La curva di diffusione del coronavirus in Italia è “in decrescita, una decrescita un po’ rallentata nelle ultime settimane”, mentre “ci sono paesi a noi vicini che mostrano invece una curva in crescita e in ricrescita”.

Così il Presidente dell’Istituto Superiore di Sanita, Silvio Brusaferro nel corso di una conferenza stampa sull’analisi dei dati del Monitoraggio Regionale della Cabina di Regia.

Questi dati inducono a una “grande attenzionee costituiscono un “grande incentivo a fare sì che la nostra curva continui la decrescita o comunque non si caratterizzi per una ricrescita”.

La seconda metà di dicembre rispetto alla prima mostra comunque una decrescita un po’ in tutto il paese”, ha detto Brusaferro.

Il Presidente ha invitato alla “cautela” perché “nel periodo natalizio il numero di tamponi è stato contenuto … una vera valutazione dell’impatto lo potremo vedere a metà di gennaio”.

Brusaferro ha segnalato che “Liguria Calabria e Veneto hanno superato l’Rt nel limite inferiore, Basilicata Lombardia e Puglia hanno valore attorno a 1, Emilia Romagna, Friuli Venezia Giulia e Marche Rt vicino a 1”.

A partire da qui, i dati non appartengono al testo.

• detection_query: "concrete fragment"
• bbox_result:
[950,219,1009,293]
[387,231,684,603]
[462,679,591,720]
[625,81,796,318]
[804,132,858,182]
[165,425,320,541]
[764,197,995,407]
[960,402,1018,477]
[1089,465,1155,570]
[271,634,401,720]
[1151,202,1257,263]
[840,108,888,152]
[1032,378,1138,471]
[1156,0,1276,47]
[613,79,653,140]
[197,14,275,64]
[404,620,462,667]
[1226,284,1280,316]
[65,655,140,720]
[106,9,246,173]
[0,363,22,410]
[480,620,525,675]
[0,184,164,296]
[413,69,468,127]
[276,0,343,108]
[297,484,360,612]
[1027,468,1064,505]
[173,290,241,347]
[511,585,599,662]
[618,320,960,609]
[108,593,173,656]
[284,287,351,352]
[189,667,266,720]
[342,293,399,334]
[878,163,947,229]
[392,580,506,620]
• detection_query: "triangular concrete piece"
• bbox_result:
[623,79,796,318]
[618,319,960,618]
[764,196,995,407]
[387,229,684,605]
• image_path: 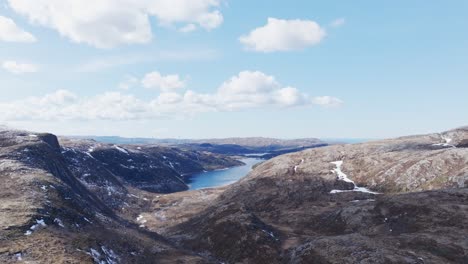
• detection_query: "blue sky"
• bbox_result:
[0,0,468,138]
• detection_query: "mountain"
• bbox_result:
[138,129,468,263]
[72,136,329,159]
[0,128,468,264]
[0,130,240,264]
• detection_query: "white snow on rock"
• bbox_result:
[330,160,379,194]
[294,159,304,173]
[24,219,47,236]
[114,145,128,155]
[137,215,147,224]
[87,246,120,264]
[432,134,456,148]
[54,218,65,227]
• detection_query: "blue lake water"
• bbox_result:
[187,158,264,190]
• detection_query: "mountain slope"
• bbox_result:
[0,130,243,264]
[150,129,468,263]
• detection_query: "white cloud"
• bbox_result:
[2,61,38,74]
[8,0,223,48]
[239,18,326,52]
[0,71,342,121]
[119,75,138,90]
[148,0,223,30]
[312,96,343,107]
[141,71,185,91]
[330,18,346,28]
[0,16,36,43]
[179,24,197,33]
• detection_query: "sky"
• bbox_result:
[0,0,468,138]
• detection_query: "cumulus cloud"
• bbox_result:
[141,71,185,91]
[0,16,36,43]
[313,96,343,107]
[0,71,342,121]
[330,18,346,28]
[2,61,38,74]
[118,75,139,90]
[8,0,223,48]
[239,18,326,52]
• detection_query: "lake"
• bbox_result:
[187,158,264,190]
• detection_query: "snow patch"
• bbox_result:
[54,218,65,227]
[114,145,128,155]
[330,160,379,194]
[294,159,304,173]
[432,134,456,148]
[24,219,47,236]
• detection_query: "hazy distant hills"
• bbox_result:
[73,136,329,159]
[0,128,468,264]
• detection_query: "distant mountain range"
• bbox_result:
[72,136,329,159]
[0,128,468,264]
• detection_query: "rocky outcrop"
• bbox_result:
[0,130,241,264]
[154,127,468,263]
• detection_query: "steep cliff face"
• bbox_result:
[0,130,241,264]
[153,129,468,263]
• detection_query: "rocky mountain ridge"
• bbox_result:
[0,128,468,264]
[0,130,243,264]
[141,129,468,263]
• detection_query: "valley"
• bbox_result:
[0,128,468,264]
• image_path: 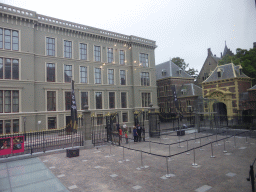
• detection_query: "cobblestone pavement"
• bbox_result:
[40,131,256,192]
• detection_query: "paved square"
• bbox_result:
[36,130,256,192]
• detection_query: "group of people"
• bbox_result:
[133,124,144,142]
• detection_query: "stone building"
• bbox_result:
[195,41,234,87]
[156,60,202,120]
[202,63,252,119]
[0,3,157,134]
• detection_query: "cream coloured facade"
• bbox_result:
[0,4,157,134]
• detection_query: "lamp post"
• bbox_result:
[23,117,26,141]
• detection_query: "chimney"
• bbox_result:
[207,48,212,56]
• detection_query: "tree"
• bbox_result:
[172,57,198,78]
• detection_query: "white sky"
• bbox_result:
[0,0,256,70]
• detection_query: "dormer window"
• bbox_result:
[162,69,167,76]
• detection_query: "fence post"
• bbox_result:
[223,139,227,153]
[192,148,197,167]
[187,140,190,155]
[211,142,215,158]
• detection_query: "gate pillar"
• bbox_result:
[82,105,93,148]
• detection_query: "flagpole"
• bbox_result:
[70,80,74,149]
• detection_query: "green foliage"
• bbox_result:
[172,57,198,77]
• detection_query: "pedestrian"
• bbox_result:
[125,130,128,144]
[133,126,138,143]
[119,127,123,143]
[123,123,127,131]
[137,124,141,142]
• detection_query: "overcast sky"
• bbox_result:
[0,0,256,70]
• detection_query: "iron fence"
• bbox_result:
[0,128,83,157]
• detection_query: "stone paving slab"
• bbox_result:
[37,133,256,192]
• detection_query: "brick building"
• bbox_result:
[156,60,202,120]
[202,63,252,119]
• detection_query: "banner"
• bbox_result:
[70,80,77,132]
[171,85,179,111]
[0,136,24,155]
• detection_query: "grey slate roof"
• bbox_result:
[203,63,249,83]
[177,83,203,97]
[156,61,193,80]
[249,85,256,90]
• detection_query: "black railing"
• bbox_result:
[247,158,256,192]
[0,129,83,157]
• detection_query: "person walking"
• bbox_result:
[133,126,138,143]
[137,124,141,142]
[125,130,128,144]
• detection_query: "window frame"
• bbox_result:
[139,53,149,67]
[0,89,21,114]
[108,69,115,85]
[108,91,116,109]
[120,92,128,109]
[79,43,88,61]
[94,91,104,109]
[63,64,73,83]
[141,92,152,107]
[140,72,150,86]
[119,69,127,85]
[93,45,101,62]
[46,63,57,82]
[119,50,125,65]
[107,47,114,63]
[45,37,56,57]
[94,67,102,85]
[79,65,88,84]
[63,40,73,59]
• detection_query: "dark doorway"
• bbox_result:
[213,102,227,122]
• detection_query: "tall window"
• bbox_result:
[120,70,126,85]
[0,90,19,113]
[140,72,149,86]
[94,46,101,61]
[46,37,55,56]
[46,63,55,82]
[108,48,114,63]
[81,92,88,109]
[0,28,19,51]
[4,29,11,49]
[121,92,127,108]
[80,43,87,60]
[122,113,128,122]
[94,68,101,84]
[64,65,72,82]
[48,117,57,129]
[65,92,71,110]
[97,114,103,125]
[0,119,20,135]
[0,57,19,79]
[80,66,87,83]
[109,92,115,109]
[108,69,114,85]
[0,28,4,49]
[140,53,148,67]
[95,92,102,109]
[64,40,72,58]
[142,93,150,107]
[119,50,125,65]
[47,91,56,111]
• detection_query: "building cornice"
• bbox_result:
[0,3,157,49]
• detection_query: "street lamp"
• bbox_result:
[23,117,26,141]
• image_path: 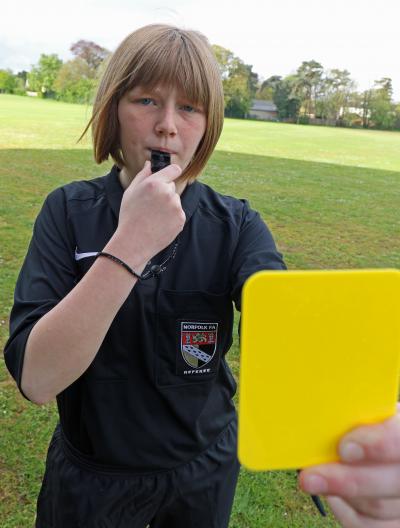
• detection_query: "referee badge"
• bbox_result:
[180,322,218,373]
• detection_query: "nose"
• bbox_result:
[156,106,178,136]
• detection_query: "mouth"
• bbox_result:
[149,147,176,154]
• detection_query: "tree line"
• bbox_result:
[0,40,400,130]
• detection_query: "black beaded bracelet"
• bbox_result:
[96,251,143,279]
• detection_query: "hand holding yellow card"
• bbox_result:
[239,270,400,470]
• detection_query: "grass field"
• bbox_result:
[0,95,400,528]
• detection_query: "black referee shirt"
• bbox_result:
[5,167,285,471]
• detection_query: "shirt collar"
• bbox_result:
[104,165,200,222]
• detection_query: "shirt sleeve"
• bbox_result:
[4,188,77,399]
[231,201,286,311]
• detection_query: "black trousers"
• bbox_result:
[35,420,239,528]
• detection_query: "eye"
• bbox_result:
[181,105,196,113]
[138,97,154,106]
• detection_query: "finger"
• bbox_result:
[132,160,151,185]
[299,463,400,498]
[339,415,400,463]
[154,163,182,182]
[326,497,400,528]
[347,499,400,516]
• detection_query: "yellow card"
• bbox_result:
[238,270,400,470]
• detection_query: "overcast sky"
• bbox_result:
[0,0,400,101]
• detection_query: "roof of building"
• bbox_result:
[250,99,278,112]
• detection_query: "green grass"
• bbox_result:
[0,95,400,528]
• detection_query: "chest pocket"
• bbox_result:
[155,290,233,386]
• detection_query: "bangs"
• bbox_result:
[88,24,224,181]
[123,30,210,108]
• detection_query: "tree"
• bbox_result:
[257,75,282,101]
[273,75,301,119]
[28,53,62,97]
[369,77,396,129]
[213,45,258,117]
[70,40,110,71]
[54,57,97,103]
[316,69,355,124]
[0,70,18,93]
[292,60,324,116]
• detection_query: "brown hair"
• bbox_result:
[82,24,224,180]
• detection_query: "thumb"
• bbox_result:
[133,160,152,184]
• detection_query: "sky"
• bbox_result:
[0,0,400,101]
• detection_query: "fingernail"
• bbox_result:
[303,475,328,495]
[339,442,364,462]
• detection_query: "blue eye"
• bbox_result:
[182,105,196,113]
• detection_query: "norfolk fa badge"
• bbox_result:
[181,322,218,371]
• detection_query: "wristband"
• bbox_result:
[96,251,143,279]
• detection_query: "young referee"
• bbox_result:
[5,25,400,528]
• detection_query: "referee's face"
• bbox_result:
[118,86,206,184]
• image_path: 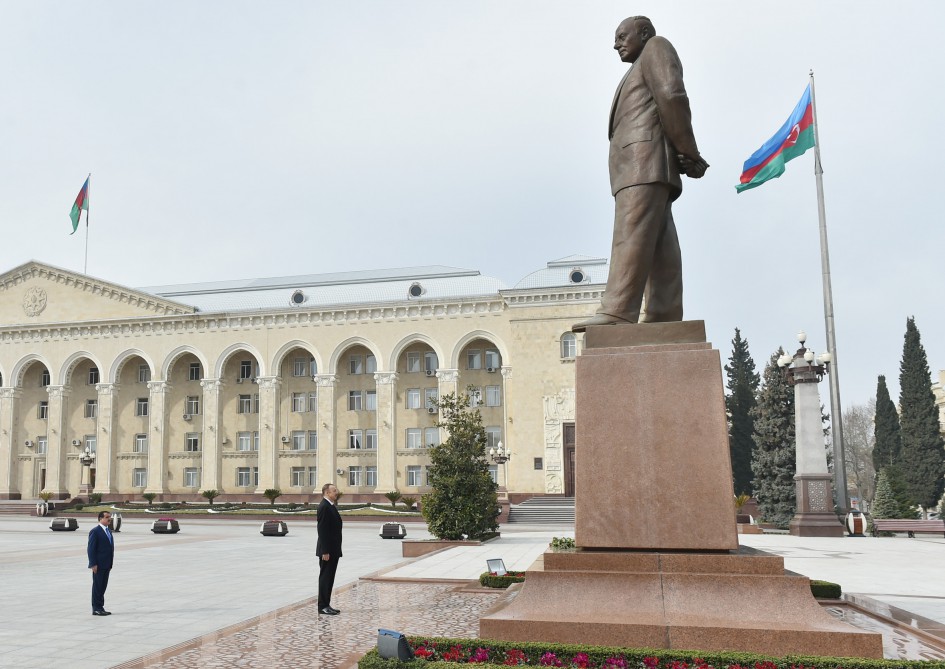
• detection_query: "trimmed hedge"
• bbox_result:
[810,580,841,599]
[479,571,525,588]
[358,637,945,669]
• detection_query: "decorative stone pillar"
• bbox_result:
[144,381,170,495]
[789,360,843,537]
[543,388,575,495]
[256,376,282,494]
[93,383,116,494]
[46,386,70,499]
[0,388,21,499]
[200,379,222,490]
[315,374,338,493]
[374,372,398,493]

E dunque c’è una “controtendenza rispetto all’Rt censito due settimane fa continua, il che deve renderci molto consapevoli delle misure da adottare”.

Inoltre “l’ncidenza rimane ancora elevata, siamo lontani dal 50 per 100mila che è la soglia per cui possiamo garantire la fase di contenimento, quindi l’epidemia ancora circola anche se in maniera diversa da regione a regione”.

E in particolare nelle regioni che hanno Rt con valore attorno a 1 vanno mantenute le misure al massimo attenzione”.